さて、オーナーが自社株式を譲渡することで事業承継が達成されととはいえ、それはあくまで彼が自社株の大半を保有していることを前提とした話。株主が分散している場合はどうすればよいのか。当然、各株主から保有する株式を買い取っていく必要があるのだが、社の規模や財産額によってはそうは問屋が卸さないケースもあるだろう。そこで活用したいのが生命保険金だ。

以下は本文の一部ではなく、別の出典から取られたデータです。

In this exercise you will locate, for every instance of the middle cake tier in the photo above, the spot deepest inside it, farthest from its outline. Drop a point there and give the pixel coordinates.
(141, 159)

具体的な方法は以下のごとくだ。はじめに、法人が契約者・受取人となる契約を結ぶ。被保険者はオーナーとすると、彼が亡くなった時は法人が保険金を手にすることになるため、会社に株式を回収する資金が生まれるのだ。保険金を受け取ると、相続人である法人は譲渡税を負担することになるものの、納税した相続税が取得費に加算されるため、その分財産の評価額は減るため、譲渡税そのものはより低額に抑えられる。

 

なお、株価が高止まりした状態で相続が発生した場合、株式を買い取ることができないという事態に陥らないとも限らない。そのような時は、金庫株制度を有効活用してはいかがだろうか。これは一言でいえば会社が株主から自社株式を買い取ることで、株主総会にて、分配限度額の範囲内で自社株湿気を買い取る旨の決議を行うことを言う。これにより、たとえ後継者でない相続人が相続によって自社株式を取得しても、会社に買い取ってもらい、そこで得たお金を相続税の納付に回せる一方、企業は自社株を確保できるという陵六の状況が生まれる。なお、この場合相続税の申告期限から三年以内の譲渡であれば相続税額の取得費加算という特例が受けられる。こうすれば株式改修の費用は相続税を確保するためのやむを得ない出費扱いされ、譲渡税を軽減できる。